His father had fallen asleep on the chair in his office in the land of better men and he dreamt of paper boats in tangerine forests. The day was warm for the time of the year and perfect for a siesta; he never noticed when the images from Beatles tracks playing on his computer had jumped off the speakers and slowly made their way into his head. The boat slowly floated without tide or an oarsman, through the forest with rocking horses and everything he saw was through a kaleidoscope and there were happy people all around in the forests eating strawberries.
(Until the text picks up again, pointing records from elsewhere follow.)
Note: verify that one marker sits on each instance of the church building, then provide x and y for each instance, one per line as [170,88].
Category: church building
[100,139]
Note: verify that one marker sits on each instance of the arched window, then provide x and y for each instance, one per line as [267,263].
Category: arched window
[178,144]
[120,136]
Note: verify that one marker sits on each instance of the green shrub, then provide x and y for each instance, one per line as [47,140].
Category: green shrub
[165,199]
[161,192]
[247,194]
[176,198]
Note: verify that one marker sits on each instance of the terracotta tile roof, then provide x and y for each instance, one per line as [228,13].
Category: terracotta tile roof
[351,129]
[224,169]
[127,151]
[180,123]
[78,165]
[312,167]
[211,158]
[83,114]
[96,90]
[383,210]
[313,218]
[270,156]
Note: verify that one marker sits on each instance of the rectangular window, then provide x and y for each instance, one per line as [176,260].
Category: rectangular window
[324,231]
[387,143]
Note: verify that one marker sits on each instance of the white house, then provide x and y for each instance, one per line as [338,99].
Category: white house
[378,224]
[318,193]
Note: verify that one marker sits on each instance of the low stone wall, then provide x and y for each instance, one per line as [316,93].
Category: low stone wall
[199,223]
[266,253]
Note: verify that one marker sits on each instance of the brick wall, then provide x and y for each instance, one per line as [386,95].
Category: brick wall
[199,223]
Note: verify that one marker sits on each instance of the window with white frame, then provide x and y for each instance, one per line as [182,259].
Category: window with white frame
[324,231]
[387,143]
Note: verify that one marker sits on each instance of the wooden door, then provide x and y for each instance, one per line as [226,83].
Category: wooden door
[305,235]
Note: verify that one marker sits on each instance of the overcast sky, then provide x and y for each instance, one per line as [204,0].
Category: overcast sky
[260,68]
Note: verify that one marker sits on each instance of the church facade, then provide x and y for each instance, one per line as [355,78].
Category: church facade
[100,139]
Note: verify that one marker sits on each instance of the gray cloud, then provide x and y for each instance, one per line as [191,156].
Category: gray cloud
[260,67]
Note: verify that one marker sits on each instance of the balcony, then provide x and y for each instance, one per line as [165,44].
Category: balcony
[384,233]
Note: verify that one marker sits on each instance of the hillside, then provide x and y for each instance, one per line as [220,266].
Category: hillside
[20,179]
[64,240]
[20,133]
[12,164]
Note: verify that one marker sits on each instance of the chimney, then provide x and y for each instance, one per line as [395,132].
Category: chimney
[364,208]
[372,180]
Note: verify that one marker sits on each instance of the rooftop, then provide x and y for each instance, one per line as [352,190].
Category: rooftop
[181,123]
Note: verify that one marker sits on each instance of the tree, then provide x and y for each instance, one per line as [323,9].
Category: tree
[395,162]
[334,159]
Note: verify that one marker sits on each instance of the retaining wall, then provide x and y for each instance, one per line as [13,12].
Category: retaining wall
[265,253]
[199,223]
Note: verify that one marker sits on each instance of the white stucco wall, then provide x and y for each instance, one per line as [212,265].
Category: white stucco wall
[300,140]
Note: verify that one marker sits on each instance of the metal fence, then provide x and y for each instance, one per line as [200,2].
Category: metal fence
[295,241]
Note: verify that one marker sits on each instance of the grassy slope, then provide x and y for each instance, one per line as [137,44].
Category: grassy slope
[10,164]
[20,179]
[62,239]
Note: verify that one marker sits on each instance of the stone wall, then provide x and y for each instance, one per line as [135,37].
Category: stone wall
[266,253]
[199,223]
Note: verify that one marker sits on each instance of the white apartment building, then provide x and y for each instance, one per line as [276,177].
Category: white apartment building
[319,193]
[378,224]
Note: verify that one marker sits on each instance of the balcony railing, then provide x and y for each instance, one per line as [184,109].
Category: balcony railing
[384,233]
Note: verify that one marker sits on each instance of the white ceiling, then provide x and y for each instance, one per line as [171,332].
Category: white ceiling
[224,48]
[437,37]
He got into a submarine which had floated up in front and he it took him to the top of a giant Macaw, trying to perch on the skyline of a city which was at a standstill and there down was an ugly creature with two faces firing away at the beautiful bird.

The dishes could wait till tomorrow; the hired help should do something. She deserved some rest and he had called again, she wondered how he was. The kid was getting obsessed with the sky again. She wonder if her other son looked at up for the red sky too. She turned the TV on, flipped through channels and finding a show she had watched before, kept to it and lay down on the sofa. The main characters were quarrelling about something; in the midst of all a kid was complaining about how he wanted a pet bird, a parrot. Yawn. A big red parrot, blocking up the sun so that the skyline disappeared and all everyone could see was red feather adorned with blue. The little kid was looking up at it, coaxing the bird to come down and play with it, oblivious to the sharp talons and the hooked beak that would rip him apart the moment it came down. She had to stop that and with the gun in her hand, she started firing, and the more she fired the redder the sky got, and the more excited the kid became. She started weeping and the huge drops of water from her eyes ran to the gutter that led to a forest and she somehow knew the devil was on his way, riding a boat over the waters of her tears.

In the land of bigger men and brighter days a little kid was at school, sitting on the last seat of the big classroom. The teacher was being funny, teaching math through little stories he had made up and which made no one but himself laugh. He dozed off and the teacher too engrossed in his own wit was too busy to notice. Fragments of sentences made way to his head, in a forest five birds are sitting on a tree. Someone shoots one and then there was something. The one that got shot was a big red bird, and while all the rest stayed in the forest, it was the red one that flew away to a big, somehow familiar city, where it perched on top of the very tall buildings. Someone was still shooting at it, and it was crying in anger. He was trembling, caught between the shots that rang in his ear forever and the angry bird which flapped its wings furiously. Slowly and still trembling he was trying to get away, and then he saw a boy, a little older than he, who was looking at him. He looked up to see the most gentle and reassuring face he had ever seen. The two brothers walked over to the city edge and sat without words looking away from the bird and the woman with arms still around each other. It has started raining red and the fight got fiercer and all of sudden, the ground shook, knocking him away from the other boy to a place where if a bird got shot, all the others flew away.